For new users, clicking on the initial user activation link also activates their default browser.

API access

To enable security tokens for API access

1. Click Require security tokens for API requests to enable API security tokens for users.

   When this feature is enabled:

   • Users can generate unique security tokens to access Skytap using the REST API.
   • Users must use their API security token to authenticate API requests. The API won’t accept requests that are authenticated with the user’s account password.
   • Users can view and regenerate their security tokens from the My Account page. For instructions, see Finding your user name and API security token.

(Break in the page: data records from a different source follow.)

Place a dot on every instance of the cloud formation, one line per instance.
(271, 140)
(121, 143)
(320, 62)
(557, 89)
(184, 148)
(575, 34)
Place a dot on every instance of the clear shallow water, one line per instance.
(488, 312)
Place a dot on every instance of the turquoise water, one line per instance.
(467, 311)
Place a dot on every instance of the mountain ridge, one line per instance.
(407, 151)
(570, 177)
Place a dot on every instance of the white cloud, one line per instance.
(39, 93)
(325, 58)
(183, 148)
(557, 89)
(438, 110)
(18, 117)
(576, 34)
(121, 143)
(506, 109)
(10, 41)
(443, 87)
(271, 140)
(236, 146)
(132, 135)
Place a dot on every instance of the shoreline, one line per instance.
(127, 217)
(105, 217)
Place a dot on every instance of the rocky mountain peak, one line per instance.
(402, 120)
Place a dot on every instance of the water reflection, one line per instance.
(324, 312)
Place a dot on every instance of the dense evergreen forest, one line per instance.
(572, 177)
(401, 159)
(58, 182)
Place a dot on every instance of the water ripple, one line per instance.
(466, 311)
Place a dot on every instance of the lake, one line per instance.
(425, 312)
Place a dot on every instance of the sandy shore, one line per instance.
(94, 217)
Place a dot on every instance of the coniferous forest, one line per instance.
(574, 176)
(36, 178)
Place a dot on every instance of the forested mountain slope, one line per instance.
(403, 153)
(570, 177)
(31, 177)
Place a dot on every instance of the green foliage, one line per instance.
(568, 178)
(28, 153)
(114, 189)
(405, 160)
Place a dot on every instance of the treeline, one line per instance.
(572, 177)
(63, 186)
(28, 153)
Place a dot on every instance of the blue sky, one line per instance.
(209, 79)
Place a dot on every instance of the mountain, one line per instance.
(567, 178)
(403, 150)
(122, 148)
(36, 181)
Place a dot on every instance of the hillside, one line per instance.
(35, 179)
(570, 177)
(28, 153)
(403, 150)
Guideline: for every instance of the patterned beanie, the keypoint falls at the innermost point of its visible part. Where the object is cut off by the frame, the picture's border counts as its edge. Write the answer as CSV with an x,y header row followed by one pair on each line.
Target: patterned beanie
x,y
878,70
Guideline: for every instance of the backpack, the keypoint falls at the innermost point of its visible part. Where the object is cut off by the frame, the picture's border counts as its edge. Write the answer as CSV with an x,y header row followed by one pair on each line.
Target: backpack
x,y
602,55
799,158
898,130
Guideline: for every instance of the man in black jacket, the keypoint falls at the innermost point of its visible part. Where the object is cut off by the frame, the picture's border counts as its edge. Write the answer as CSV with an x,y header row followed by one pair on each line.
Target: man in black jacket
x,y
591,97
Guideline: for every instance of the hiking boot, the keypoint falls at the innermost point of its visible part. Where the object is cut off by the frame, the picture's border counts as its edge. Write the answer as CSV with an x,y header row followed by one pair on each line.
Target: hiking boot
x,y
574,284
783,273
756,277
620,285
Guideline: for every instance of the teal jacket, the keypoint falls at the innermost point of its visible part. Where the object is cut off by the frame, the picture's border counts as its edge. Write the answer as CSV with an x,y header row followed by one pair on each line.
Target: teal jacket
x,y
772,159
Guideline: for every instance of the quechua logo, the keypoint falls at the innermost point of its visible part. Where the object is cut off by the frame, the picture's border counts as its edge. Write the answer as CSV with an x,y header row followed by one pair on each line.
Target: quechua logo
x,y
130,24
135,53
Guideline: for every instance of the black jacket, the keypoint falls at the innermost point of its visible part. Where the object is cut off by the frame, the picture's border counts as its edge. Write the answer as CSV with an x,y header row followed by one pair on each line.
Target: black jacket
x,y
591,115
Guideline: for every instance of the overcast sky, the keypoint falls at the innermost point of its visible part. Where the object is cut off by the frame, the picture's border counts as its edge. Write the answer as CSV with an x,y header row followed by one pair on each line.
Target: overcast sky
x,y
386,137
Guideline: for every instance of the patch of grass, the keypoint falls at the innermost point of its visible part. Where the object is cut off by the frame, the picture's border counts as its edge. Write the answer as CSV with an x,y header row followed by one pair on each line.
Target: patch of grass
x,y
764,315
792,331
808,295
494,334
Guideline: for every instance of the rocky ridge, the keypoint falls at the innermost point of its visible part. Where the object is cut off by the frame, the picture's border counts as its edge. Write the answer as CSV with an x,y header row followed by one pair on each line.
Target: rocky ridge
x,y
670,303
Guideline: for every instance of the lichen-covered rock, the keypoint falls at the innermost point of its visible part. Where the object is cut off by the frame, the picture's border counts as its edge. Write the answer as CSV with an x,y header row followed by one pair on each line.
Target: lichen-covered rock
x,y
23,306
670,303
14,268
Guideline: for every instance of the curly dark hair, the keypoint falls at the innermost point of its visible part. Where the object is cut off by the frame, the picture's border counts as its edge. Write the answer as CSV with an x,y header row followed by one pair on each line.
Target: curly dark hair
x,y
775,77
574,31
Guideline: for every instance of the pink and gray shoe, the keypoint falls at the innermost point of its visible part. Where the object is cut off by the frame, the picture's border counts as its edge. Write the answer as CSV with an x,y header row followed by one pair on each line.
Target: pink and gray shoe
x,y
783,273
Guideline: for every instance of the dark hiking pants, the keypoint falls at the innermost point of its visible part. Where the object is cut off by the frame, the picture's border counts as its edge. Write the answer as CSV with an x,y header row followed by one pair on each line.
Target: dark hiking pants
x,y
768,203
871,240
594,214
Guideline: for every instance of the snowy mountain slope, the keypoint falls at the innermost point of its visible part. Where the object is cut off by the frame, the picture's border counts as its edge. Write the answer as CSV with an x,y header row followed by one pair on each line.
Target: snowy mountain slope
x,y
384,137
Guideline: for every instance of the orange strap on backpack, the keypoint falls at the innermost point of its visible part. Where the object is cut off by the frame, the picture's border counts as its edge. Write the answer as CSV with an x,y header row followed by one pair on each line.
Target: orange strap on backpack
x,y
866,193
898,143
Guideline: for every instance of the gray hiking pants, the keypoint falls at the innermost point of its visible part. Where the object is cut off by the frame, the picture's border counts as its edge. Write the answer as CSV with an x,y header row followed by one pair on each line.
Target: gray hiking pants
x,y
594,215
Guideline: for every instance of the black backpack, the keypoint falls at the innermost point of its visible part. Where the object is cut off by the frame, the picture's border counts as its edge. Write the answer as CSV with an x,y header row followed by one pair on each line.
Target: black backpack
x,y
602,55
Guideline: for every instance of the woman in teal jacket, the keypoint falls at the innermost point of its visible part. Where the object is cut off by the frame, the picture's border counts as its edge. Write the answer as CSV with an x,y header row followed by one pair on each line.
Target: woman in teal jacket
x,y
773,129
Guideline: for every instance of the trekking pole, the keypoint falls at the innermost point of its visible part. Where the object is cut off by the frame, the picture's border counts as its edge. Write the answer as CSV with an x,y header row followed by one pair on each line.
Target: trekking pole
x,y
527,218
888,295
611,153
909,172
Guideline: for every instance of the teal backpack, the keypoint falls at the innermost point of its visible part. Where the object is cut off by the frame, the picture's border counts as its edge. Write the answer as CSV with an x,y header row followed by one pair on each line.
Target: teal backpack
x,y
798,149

   • Admins can delete user security tokens from the Edit User page (accessed from the Users page on the Admin panel).

     Notes

     • We strongly recommend that you require security tokens for API access. If this feature is disabled, users can authenticate to the API using their standard user name and password.
     • API security tokens are more secure than password-based authentication.
     • API security tokens are difficult to guess and can be changed independently of account passwords.
     • For more information about the API, see Skytap REST API.

2. Optionally, click Enable API token expiration to set new API tokens to automatically expire after the number of days you specify.

   Notes

   • Enabling this setting changes the token expiration time for all users.
   • By default, API tokens for new accounts automatically expire after 90 days for all new Skytap accounts.